Now I'm not entirely dense; I realise this is kind of the point. The Big Lebowski and The Big Sleep, two films for which I have a lot of affection and which crop up in innumerable Inherent Vice reviews, are similarly labyrinthine. The trippy nature of Anderson's film is so deeply ingrained that it's obviously intended that you're never quite sure what you're seeing isn't a figment of Doc's weed-addled imagination. Fine. But somewhere along the line, character empathy turned to alienation: long takes filled with people mumbling dialogue that washed right over me recreated the experience of being stoned only insofar as it was like being in a room full of enormously boring assholes talking inconsequential shit for hours on end. Forgive me, but that's not my idea of entertainment.
The obvious explanation for my antipathy is that Paul Thomas Anderson just doesn't do it for me: I liked Punch Drunk Love a lot, but Boogie Nights and Magnolia left little impact on me, while I have nothing positive to say about There Will Be Blood or The Master, two films which almost everyone else I know believe to be among mankind's greatest artistic achievements. I haven't seen Anderson's debut, Hard Eight, and nor am I in any rush to. But my reaction to PTA's last three films isn't just a dislike of a particular style, it's a total inability to fathom what the majority of like-minded people find so appealing, and that's just not my usual state of mind. Am I not clever enough? Am I too old? Too mainstream? I don't think so, but maybe I'm not the best judge.
What I am is suspicious: I get a distinct whiff of emperor's new clothes about Paul Thomas Anderson in some circles. That's not to belittle or denigrate those who are genuinely passionate about his work: I respect your opinion and am, in some small way, quite jealous. But I'm sure there are more like me out there who won't admit it. I saw Inherent Vice at one of two sold-out preview screenings at London's Prince Charles Cinema which were introduced by Anderson himself, and the gales of laughter which greeted early scenes suggested to me that there were several audience members desperately trying to tell PTA that they got it, they were down with it, as if he was going to take them back to his hotel and hold a thank you party in their honour. I can't understand why anybody would act that way, but then I can't understand why people eat mussels either, yet it definitely happens. I've seen it.
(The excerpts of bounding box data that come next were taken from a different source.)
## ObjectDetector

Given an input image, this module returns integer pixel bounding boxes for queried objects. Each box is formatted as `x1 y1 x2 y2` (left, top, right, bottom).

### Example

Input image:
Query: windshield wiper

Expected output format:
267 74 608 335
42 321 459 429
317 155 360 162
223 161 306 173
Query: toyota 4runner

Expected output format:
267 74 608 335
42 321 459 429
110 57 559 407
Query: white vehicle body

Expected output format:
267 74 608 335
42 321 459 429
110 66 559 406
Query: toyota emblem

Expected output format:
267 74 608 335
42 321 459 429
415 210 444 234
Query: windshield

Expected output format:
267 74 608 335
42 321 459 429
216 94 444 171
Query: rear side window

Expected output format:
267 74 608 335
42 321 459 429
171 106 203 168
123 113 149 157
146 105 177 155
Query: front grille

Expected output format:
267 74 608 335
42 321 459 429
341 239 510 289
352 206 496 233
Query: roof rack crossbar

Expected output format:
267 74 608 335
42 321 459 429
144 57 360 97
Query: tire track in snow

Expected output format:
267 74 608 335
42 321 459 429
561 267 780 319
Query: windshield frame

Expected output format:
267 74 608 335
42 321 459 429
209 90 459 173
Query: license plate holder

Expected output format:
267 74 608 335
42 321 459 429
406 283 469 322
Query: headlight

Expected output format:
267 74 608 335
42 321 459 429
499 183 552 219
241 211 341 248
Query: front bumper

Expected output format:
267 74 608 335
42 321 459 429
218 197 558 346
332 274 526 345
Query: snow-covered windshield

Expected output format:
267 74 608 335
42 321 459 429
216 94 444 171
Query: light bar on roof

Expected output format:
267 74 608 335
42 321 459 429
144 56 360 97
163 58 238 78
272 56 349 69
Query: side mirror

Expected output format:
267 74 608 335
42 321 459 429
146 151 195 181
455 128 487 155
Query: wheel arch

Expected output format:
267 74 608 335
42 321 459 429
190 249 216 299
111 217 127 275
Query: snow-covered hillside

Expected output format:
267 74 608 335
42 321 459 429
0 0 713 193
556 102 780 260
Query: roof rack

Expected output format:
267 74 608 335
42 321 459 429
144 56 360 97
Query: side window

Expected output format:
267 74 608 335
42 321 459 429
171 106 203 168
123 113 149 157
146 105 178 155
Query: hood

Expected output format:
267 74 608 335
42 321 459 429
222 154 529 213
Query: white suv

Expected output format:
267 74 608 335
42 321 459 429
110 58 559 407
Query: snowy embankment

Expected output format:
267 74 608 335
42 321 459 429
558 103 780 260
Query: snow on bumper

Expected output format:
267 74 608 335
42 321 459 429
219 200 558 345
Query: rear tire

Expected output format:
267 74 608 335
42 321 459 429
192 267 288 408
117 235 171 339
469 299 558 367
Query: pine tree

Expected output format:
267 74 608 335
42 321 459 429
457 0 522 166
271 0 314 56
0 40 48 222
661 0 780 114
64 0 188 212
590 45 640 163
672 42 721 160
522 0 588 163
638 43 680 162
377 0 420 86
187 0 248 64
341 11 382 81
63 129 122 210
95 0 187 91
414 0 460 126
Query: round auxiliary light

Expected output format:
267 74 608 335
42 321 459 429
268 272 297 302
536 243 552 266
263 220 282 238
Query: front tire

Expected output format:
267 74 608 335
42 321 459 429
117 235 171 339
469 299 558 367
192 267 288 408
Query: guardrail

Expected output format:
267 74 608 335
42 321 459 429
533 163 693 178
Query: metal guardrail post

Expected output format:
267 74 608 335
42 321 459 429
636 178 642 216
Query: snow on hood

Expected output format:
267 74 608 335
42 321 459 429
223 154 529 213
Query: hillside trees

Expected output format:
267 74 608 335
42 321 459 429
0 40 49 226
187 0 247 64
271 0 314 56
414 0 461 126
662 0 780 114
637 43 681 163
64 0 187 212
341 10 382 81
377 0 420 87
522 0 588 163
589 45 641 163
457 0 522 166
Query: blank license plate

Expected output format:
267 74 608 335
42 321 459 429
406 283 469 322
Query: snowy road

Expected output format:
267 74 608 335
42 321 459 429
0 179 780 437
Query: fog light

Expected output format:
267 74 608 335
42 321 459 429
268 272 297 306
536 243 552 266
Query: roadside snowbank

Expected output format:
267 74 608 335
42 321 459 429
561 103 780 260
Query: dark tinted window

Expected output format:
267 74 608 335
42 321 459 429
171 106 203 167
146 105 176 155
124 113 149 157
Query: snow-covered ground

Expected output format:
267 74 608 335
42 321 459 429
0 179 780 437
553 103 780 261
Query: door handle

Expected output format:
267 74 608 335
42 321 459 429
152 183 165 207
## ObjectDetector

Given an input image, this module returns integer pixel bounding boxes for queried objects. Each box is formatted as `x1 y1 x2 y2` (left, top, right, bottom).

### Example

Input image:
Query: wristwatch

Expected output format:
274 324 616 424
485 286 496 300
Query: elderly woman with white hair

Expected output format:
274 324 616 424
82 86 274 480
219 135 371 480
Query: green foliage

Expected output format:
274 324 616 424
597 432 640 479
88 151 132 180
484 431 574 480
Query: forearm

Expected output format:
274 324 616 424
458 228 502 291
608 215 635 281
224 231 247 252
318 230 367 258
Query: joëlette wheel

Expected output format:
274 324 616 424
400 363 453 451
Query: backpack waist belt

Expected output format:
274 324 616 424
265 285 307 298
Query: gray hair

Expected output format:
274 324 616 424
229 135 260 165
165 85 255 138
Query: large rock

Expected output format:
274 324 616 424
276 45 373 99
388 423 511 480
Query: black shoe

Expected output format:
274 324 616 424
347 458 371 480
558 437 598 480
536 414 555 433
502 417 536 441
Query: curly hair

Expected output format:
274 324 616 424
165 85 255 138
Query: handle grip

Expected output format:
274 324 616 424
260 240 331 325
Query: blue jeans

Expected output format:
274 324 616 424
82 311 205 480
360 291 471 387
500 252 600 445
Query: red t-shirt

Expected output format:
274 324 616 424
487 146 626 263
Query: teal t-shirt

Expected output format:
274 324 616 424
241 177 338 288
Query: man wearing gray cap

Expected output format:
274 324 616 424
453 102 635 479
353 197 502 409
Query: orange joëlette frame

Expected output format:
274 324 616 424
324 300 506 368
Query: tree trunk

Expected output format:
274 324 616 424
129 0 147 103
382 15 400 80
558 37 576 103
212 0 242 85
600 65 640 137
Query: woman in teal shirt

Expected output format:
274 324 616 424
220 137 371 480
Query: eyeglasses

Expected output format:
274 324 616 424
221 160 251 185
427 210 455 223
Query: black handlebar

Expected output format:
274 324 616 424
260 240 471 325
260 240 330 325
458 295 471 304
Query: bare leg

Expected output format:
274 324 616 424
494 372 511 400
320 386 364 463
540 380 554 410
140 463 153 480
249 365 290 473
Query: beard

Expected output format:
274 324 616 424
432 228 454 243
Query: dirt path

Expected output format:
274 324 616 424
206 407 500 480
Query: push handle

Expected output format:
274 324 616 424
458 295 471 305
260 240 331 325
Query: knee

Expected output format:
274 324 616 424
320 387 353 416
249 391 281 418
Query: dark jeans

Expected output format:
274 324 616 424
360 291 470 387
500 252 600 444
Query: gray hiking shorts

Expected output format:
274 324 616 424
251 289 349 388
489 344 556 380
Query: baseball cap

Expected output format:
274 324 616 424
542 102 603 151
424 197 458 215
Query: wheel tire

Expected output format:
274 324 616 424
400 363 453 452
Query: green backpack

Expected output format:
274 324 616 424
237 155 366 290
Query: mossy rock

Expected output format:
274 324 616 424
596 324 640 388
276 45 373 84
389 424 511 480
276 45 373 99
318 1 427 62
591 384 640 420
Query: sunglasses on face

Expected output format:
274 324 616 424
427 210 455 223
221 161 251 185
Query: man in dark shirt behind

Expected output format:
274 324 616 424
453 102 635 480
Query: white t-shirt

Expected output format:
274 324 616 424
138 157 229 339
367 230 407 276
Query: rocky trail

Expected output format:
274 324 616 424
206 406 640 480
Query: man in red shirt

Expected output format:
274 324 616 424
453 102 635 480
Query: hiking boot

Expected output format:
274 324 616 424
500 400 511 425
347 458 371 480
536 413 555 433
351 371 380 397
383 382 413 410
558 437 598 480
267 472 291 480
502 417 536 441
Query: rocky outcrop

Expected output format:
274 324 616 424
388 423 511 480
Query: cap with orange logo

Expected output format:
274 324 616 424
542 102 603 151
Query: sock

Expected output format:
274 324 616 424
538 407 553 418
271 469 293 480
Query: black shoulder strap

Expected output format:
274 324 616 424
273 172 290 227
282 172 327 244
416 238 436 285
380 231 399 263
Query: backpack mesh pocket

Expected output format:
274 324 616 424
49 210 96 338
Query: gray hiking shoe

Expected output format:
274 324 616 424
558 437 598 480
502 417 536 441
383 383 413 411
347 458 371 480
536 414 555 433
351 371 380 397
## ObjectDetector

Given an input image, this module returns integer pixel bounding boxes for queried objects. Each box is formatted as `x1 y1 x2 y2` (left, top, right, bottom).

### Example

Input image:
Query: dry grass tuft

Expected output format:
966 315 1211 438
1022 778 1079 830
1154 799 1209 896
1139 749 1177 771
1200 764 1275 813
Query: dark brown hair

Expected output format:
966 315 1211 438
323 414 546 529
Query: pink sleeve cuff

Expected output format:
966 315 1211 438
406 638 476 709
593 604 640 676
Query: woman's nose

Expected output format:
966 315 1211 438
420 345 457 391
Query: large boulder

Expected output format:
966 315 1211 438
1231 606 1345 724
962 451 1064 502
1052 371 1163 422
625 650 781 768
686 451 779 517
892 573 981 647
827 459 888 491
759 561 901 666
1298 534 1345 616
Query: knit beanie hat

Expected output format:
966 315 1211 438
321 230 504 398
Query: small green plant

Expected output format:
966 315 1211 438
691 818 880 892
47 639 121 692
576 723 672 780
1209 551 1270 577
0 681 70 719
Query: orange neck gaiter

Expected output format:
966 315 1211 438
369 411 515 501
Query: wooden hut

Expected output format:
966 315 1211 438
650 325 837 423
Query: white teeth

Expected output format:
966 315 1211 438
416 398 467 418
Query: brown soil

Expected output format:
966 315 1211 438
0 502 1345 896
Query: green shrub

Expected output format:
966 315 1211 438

It's disgusting.
I'll continue to watch Paul Thomas Anderson's films because a) he's clearly an important director and b) I really, really want to like them, but I now dread the day I see the next one, because I'm sure I'll go through all this again. Inherent Vice, for me, was an hour of confusion followed by an hour and a half of mental torture, and I must be some kind of masochist for willingly putting myself through that again. But I'd rather see something and hate it than not see it at all if it's met with widespread approval, because if there's one thing I can't bear it's an uninformed opinion. And if there's another thing I can't bear it's missing out on something everyone else is on about. You might think that's pathetic, but in the words of a wise old sage, that's just, like, your opinion, man.